Riding a bike is associated with all kinds of benefits for young people—improved fitness, confidence, concentration and academic performance, and an increased sense of independence, to name a few. That’s why we’re working together with the with NYC Department of Education the NYC Department of Transportation to deliver our bike education programs to even more NYC youth by making bicycling part of the regular NYC school day. Last year we kicked things off by bringing this bike education pilot program to 13 Staten Island middle schools, where it was implemented as part of physical education classes. This fall, the program will expand to every middle school on Staten Island, as well as to 20 community schools across Brooklyn, Queens, Manhattan, and the Bronx.
“Our goal has always been to empower youth to lead healthy, productive lives, and transform communities through bicycling.”

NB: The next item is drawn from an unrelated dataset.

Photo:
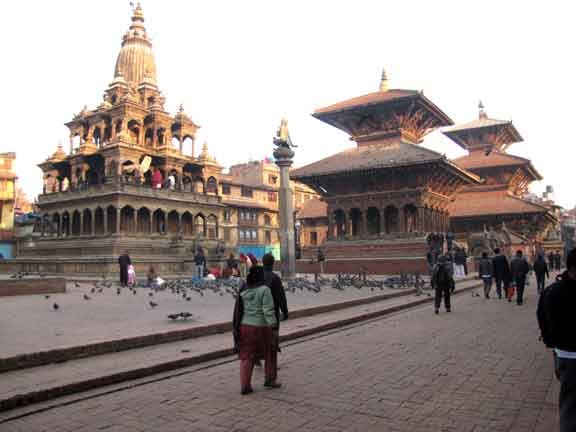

“We are so excited that the students on Staten Island have benefitted from this program this year, and we’re ready to expand our partnership with DOT and Bike New York to help 6,000 students learn how to ride bikes safely,” said Richard Carranza, NYC DOE Chancellor, who strapped on a helmet and rode with students at IS 72 in Staten Island last week in celebration of the program and its expansion.
Ken Podziba, our President and CEO, is thrilled to further Bike New York’s mission through this program. “Our goal has always been to empower youth to lead healthy, productive lives, and transform communities through bicycling,” he said. “This program does just that. We’re proud to partner with DOE and DOT as we work together to raise the next generation of bike riders in New York City.”
Bike New York worked closely with the NYC DOE, NYC DOT, and each individual school to provide curriculum, teacher-training and on-site support. “We’re exposing more students to cycling as a mode of transportation that is both healthy and fun,” said Polly Trottenberg, Commissioner of the New York City Department of Transportation.
“This is a huge opportunity to promote cycling and active transportation by reaching kids at an age where they are becoming more independent and more mobile.”
Throughout the course of six 45-minute bike sessions, students learned various skills, like, how to select and fit a bicycle and helmet, how to smoothly start and stop, how to shift gears, and use hand signals. Students who didn’t know how to ride a bicycle received additional support.
“This is a huge opportunity to promote cycling and active transportation by reaching kids at an age where they are becoming more independent and more mobile,” said Rich Conroy, Bike New York’s Director of Education. “It will expand cycling in New York City by teaching useful bike safety skills, thereby giving early teens the confidence that they know the basics of riding a bike and can use that to go places.”